The Committee to Protect Journalists, in a report based on interviews with dozens of experienced news professionals, said the US president's actions have been in sharp contradiction to his promise of transparency and open government.
"Journalists and transparency advocates say the White House curbs routine disclosure of information and deploys its own media to evade scrutiny by the press," said the report written by former Washington Post executive editor Leonard Downie.
"Aggressive prosecution of leakers of classified information and broad electronic surveillance programs deter government sources from speaking to journalists."
Downie, now a professor of journalism at Arizona State University, said Obama has failed to live up to his pledge to make his administration the most transparent in American history.
Downie added that the Obama administration's "war on leaks and other efforts to control information are the most aggressive I've seen since the Nixon administration, when I was one of the editors involved in The Washington Post's investigation of Watergate."
He said the 30 experienced Washington journalists he interviewed at a variety of news organizations whom I interviewed for this report "could not remember any precedent."
The report on the United States is unusual for the press freedom group, which has completed reports this year on Burma, China, Egypt, Iran, Pakistan, and Tanzania. The only time the United States has been the subject of a CPJ report was 19 years ago, in a study on attacks on immigrant journalists.

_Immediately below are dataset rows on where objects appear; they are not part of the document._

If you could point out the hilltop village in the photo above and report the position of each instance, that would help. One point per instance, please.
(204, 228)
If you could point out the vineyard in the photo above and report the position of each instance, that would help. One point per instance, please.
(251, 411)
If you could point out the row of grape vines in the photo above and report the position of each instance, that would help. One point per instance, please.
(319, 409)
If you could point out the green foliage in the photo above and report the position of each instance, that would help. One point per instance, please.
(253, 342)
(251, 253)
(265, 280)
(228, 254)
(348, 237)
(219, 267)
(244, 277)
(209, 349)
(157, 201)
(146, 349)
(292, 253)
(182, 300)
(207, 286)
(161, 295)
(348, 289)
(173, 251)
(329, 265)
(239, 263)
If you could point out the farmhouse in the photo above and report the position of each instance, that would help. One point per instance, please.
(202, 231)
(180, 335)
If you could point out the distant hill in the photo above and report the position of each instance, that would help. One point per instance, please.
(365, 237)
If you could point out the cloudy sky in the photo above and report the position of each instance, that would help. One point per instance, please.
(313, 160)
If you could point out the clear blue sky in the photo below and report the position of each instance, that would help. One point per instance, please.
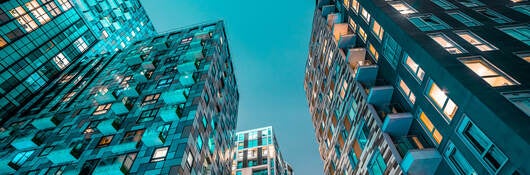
(269, 45)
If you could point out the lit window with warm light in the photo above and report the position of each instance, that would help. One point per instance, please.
(441, 100)
(448, 44)
(475, 40)
(487, 71)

The report relates how the US government has conducted more than twice as many criminal prosecutions for alleged leaks of classified information than all the previous administrations combined.
It notes the administration's "Insider Threat Program," which requires federal employees to monitor the behavior of their colleagues, and the use of secret subpoenas to monitor journalists' electronic communications.
Highlighted in the report is the use of the Espionage Act to crack down on news leaks. This was used to prosecute Stephen Jin-Woo Kim, a State Department contract analyst who disclosed information about North Korea's nuclear plans to a Fox News reporter.
The Espionage Act was also used to prosecute US Army private Chelsea Manning for releasing classified information to Wikileaks.
Lucy Dalglish, dean of journalism at the University of Maryland, said the case of Manning, formerly known as Bradley Manning, was a turning point because it is a powerful tool generally reserved for cases of government spying, not news leaks.
"Prosecution under the 1917 Espionage Act is almost their only tool," she said. "They're sending a message. It's a strategy."
New York Times national security reporter Scott Shane, cited in the report, said, "Most people are deterred by those leaks prosecutions. They're scared to death."
White House officials, interviewed for the report, strongly objected being portrayed as against press freedom.
"The idea that people are shutting up and not leaking to reporters is belied by the facts," Obama's press secretary, Jay Carney, told Downie.
But Michael Oreskes, a senior managing editor of The Associated Press, told CPJ that news sources "are looking over their shoulders," due to the stance of the Obama administration.
"Sources are more jittery and more standoffish, not just in national security reporting," Oreskes said. "There's a mind-set and approach that holds journalists at a greater distance."
In a statement accompanying the report, the committee said it was "disturbed by the pattern of actions" which "have chilled the flow of information on issues of great public interest, including matters of national security."
It said these actions "thwart a free and open discussion necessary to a democracy" and called on the Obama administration to "affirm and guarantee that journalists will not be at legal risk or prosecuted for receiving confidential and/or classified information."
The recommendations were sent to Obama in a letter from CPJ chairman Sandra Mims Rowe and executive director Joel Simon.
Christopher Callahan, dean of the Walter Cronkite School of Journalism at ASU, said the mere fact that CPJ chose to investigate the US government's treatment of the press "is a remarkable statement here in the home of the First Amendment."
"US government tactics are increasingly impeding journalists' work and placing a chill on newsgathering that could endanger our democracy," Callahan added.